Skip to Content.
Sympa Menu

grouper-users - Re: [grouper-users] xml-export: Inconsistent enconding in export file

Subject: Grouper Users - Open Discussion List

List archive

Re: [grouper-users] xml-export: Inconsistent enconding in export file


Chronological Thread 
  • From: "GW Brown, Information Systems and Computing" <>
  • To: Loris Bennett <>, Grouper Users Mailing List <>
  • Subject: Re: [grouper-users] xml-export: Inconsistent enconding in export file
  • Date: Fri, 10 Oct 2008 08:01:03 +0100

Hi Loris,

That would explain it - my sources.xml has:

<?xml version="1.0" encoding="utf-8"?>

and so SourceManager tried unsuccessfully to read the character as UTF-8.

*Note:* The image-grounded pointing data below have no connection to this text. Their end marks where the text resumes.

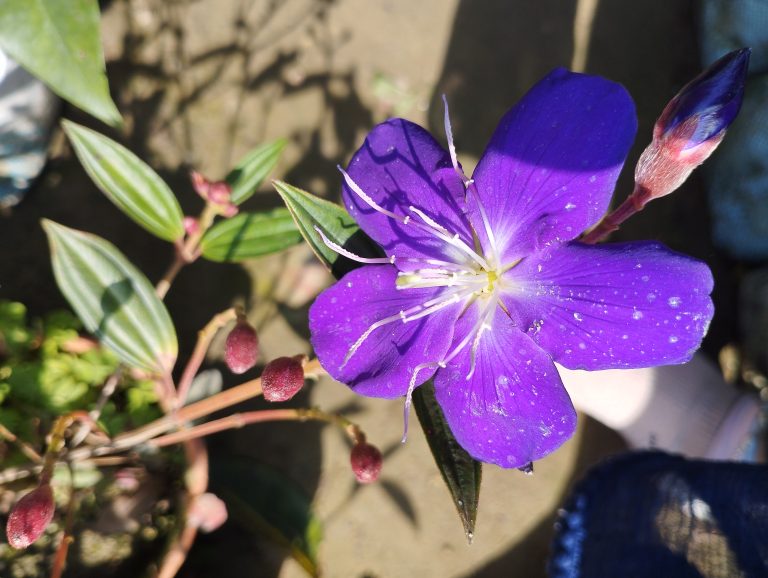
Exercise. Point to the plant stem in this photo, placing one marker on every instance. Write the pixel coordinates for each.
(25, 448)
(202, 408)
(238, 420)
(204, 338)
(611, 222)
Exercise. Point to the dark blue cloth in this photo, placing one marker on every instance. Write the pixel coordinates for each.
(655, 515)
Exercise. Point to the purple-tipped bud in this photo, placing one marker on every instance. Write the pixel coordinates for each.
(282, 378)
(366, 462)
(691, 127)
(191, 226)
(207, 512)
(242, 348)
(711, 100)
(30, 517)
(216, 192)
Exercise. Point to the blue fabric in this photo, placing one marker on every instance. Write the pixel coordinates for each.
(655, 515)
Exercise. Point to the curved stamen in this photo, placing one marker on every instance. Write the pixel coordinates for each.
(409, 396)
(349, 255)
(469, 184)
(406, 316)
(474, 335)
(454, 241)
(451, 146)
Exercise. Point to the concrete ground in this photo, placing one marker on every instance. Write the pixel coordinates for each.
(200, 82)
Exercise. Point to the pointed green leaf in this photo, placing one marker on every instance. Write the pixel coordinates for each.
(265, 501)
(310, 211)
(60, 43)
(462, 473)
(250, 235)
(114, 300)
(128, 181)
(253, 168)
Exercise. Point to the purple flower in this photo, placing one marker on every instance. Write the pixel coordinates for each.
(484, 285)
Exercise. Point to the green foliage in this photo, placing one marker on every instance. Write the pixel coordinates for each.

In the absence of an explicit encoding the system default would be used - the System property 'file.encoding' shows your default and can vary depending on the OS.

On my system I get:

file.encoding=Cp1252


Easy way to check is to add the following target to a build.xml:

<target name="enc">
<echo message="file.encoding=${file.encoding}"/>
</target>

Should you want to you can override the default by setting the system property i.e

-Dfile.encoding=<encoding>

Gary

--On 10 October 2008 08:40 +0200 Loris Bennett <> wrote:

Hi Gary,

In my source.xml I have 'ä'. In hex it is C3A4, so the file is UTF-8. It
is maybe somewhat surprising that this works, since there is no
<?xml>-tag with the encoding.

Are there any external dependencies which play a role in XML parsing
which could vary from platform to platform? I am running 64bit Debian
etch.

Anyway, thanks for correcting the problem.

Loris

On Thu, 2008-10-09 at 16:17 +0100, GW Brown, Information Systems and
Computing wrote:
Hi Loris,

I think I've fixed this now - in CVS. The code which exports group and
stem attributes was 'escaping' the output, but the source name was not
being escaped.

I modified:
private void _writeSubjectSourceMetaData(Source sa)
in XmlExporter so that name is escaped - id was escaped already.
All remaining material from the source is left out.